In 2024, the Alabama Public Library Service (APLS) amended its administrative code to withhold funding to public libraries that don’t do enough to restrict minors’ access to “sexually explicit” or otherwise “inappropriate” material, and has only continued to broaden its scope since. APLS has since gone on to broaden the criteria for what is “sexually explicit” before adding a provision to treat content dealing with the “concept of more than two biological genders” as inappropriate for youth sections.  

Tuscaloosa Public Library released records to 404 Media in response to a public records request that included tracked edits to the library’s 2025 collection development policy—initially based on a  2022 version—to meet APLS funding requirements. These changes appear to have been accepted. A line about the library welcoming community feedback on collection development, which an editor appeared to question, was also retained.

Are Public Libraries Becoming Children’s Libraries?

The motives behind these changes to collection policies and funding incentives raise serious questions about who public libraries are for in America. William Rodick, who researches representation and culturally responsive teaching in Pre-K and primary education for the nonprofit EdTrust, says the mass relocation of diverse books from developmentally appropriate sections of public libraries into adult sections is a form of “intellectual condescension,” or the idea that young people aren’t capable of dealing with hard topics through literature.

“That becomes manifest by removing opportunities for demonstrating honesty for students,” Rodick told 404 Media.

Rodick says that students already have disproportionate access to spaces outside of classrooms where students can access reading materials.
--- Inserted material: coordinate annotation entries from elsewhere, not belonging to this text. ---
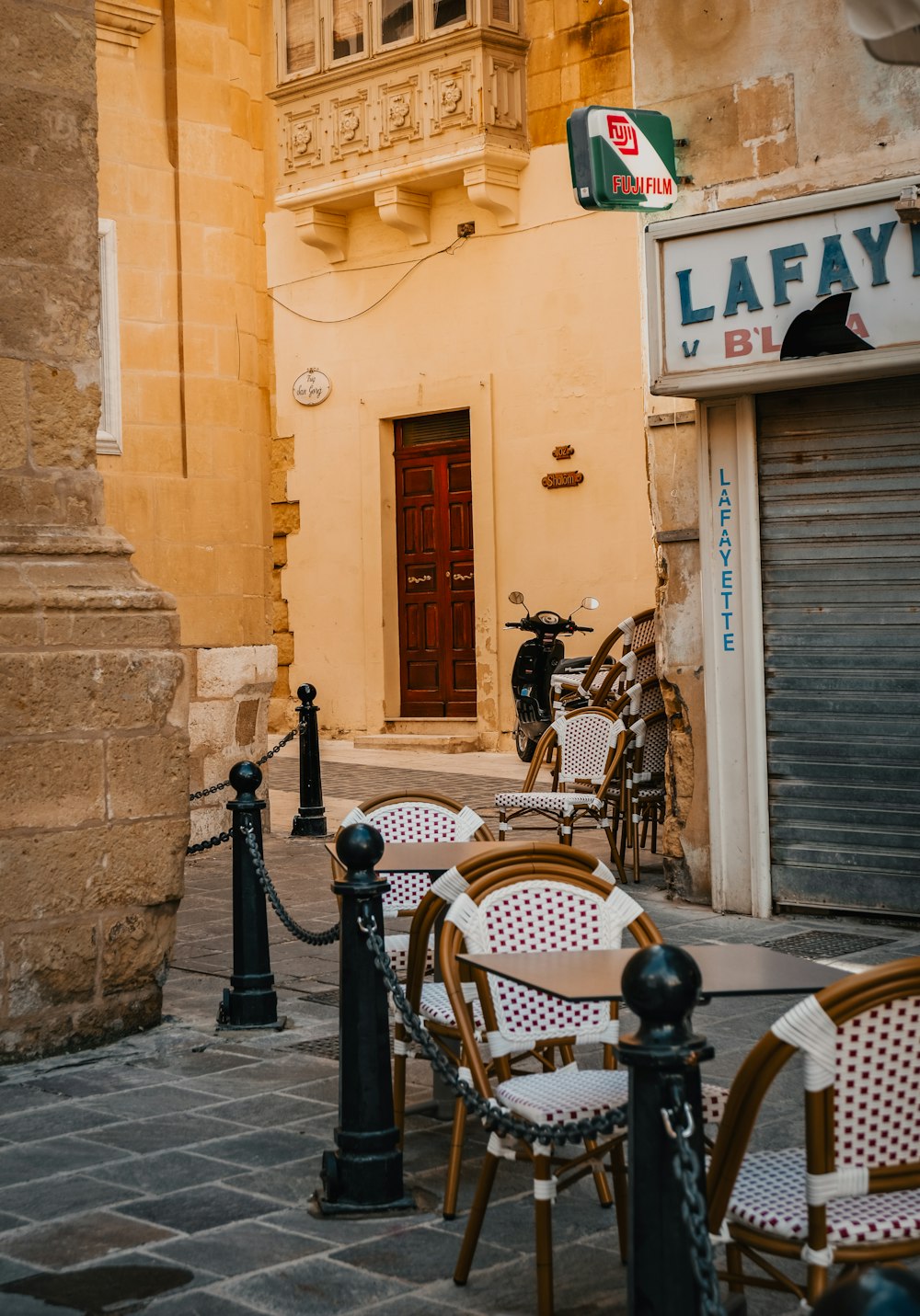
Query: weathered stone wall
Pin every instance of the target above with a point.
(182, 177)
(580, 55)
(228, 691)
(776, 100)
(92, 717)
Regardless of where they’re getting their books, students of color and students who are LGBTQ+ aren’t presented in the majority of the books they do have access to—much less so now than just a few years ago. 

“And when they are presented, quite often those representations are stereotypes through really negative portrayals that are certainly not going to use the kind of motivation students need to engage with reading,” Rodick said. “The fear that I have is that at some point, we are going to see even greater disparity in outcomes than we already do for literary rates because of perpetual inaccess to quality materials.”

Literacy rates have been trending downward for young people for a while. When the National Center for Education Statistics (NCES) released its Nation’s Report Card assessment in early 2025, it caused a stir, because one of the major takeaways was that more than 60 percent of fourth graders don’t read proficiently. Another was that the gap between the country’s strongest and weakest readers is widening because the lows are getting lower. Meanwhile, in 2020, about half of Americans between the ages of 16 and 74 were found to have low literacy skills

Nadja Young is chief brand officer with MetaMetrics, the company that developed the widely-adopted Lexile Reading Framework because it measures both reader ability and text complexity to match readers with books that are appropriately challenging. She says the focus for upper grades in high school is really about vocabulary in contexts that are authentic.

"Reading whole books absolutely helps to build that stamina," Young told 404 Media. 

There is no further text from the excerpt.